Concerti Grossi de António Pereira da Costa
Como numa conversa envolvente, cada intérprete tem a sua palavra e responde com sensibilidade aos restantes. (…) a música vibra, e essa sensação é transmitida fisicamente ao ouvinte. O novo CD do Ensemble Bonne Corde, dirigido por Diana Vinagre, surge como uma recomendação clara para os apreciadores de música instrumental barroca.
NDR Kultur (AL) | 23 de agosto | Ulrike Henningsen
O Ensemble Bonne Corde apresenta um repertório único e encantador nos concerti grossi de António Pereira da Costa, numa interpretação altamente inspirada. Destaca-se por um belo som de conjunto, um trabalho de equipa irrepreensível e uma leveza natural e fluida. O compositor certamente teria sentido grande prazer ao ouvi-lo.
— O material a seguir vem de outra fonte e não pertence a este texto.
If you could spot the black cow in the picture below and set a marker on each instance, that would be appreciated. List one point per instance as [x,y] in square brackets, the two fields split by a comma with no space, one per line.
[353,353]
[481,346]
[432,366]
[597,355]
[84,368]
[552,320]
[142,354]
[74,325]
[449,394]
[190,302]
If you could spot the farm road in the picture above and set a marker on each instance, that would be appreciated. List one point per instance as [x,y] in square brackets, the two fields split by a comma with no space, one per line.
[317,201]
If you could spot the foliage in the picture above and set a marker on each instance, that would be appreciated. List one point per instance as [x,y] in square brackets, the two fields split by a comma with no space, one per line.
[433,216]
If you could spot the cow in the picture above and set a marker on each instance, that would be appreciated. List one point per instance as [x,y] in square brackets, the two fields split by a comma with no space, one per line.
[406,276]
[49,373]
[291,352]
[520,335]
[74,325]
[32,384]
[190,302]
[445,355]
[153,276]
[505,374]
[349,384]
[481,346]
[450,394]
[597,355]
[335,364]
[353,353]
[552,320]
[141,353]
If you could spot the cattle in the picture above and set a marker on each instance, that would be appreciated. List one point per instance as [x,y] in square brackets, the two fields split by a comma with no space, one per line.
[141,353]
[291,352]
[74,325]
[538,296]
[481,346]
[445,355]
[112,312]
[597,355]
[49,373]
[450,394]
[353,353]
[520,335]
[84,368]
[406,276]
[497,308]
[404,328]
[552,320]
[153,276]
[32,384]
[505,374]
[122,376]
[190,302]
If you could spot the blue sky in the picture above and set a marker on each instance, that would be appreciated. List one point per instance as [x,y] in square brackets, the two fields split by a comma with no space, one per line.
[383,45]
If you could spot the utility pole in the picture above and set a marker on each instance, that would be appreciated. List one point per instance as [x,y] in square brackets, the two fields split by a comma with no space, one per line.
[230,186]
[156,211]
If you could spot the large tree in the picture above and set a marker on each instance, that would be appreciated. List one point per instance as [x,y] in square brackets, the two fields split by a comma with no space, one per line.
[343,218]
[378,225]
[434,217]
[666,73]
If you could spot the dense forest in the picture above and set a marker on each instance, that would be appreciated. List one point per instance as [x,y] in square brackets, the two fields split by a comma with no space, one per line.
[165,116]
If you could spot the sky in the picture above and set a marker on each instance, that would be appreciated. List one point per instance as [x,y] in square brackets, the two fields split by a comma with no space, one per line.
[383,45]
Deutschlandfunk – Die neue Platte – Alte Musik (AL) – 23 de agosto | Bernd Heyder
*Atenção! Uma raridade absoluta! Prova de que o período barroco ainda não revelou todas as suas pérolas, o conjunto dos doze Concerti grossi de António Pereira da Costa confirma a vitalidade musical de Lisboa no século XVIII, apesar de uma prática musical relativamente modesta entre a burguesia. A influência de Corelli, evidente ao longo dos concertos, é simultaneamente uma homenagem e uma tentativa de fusão estilística, pois encontramos tanto as formas emblemáticas da tradição italiana como as marcas rítmicas tipicamente ibéricas.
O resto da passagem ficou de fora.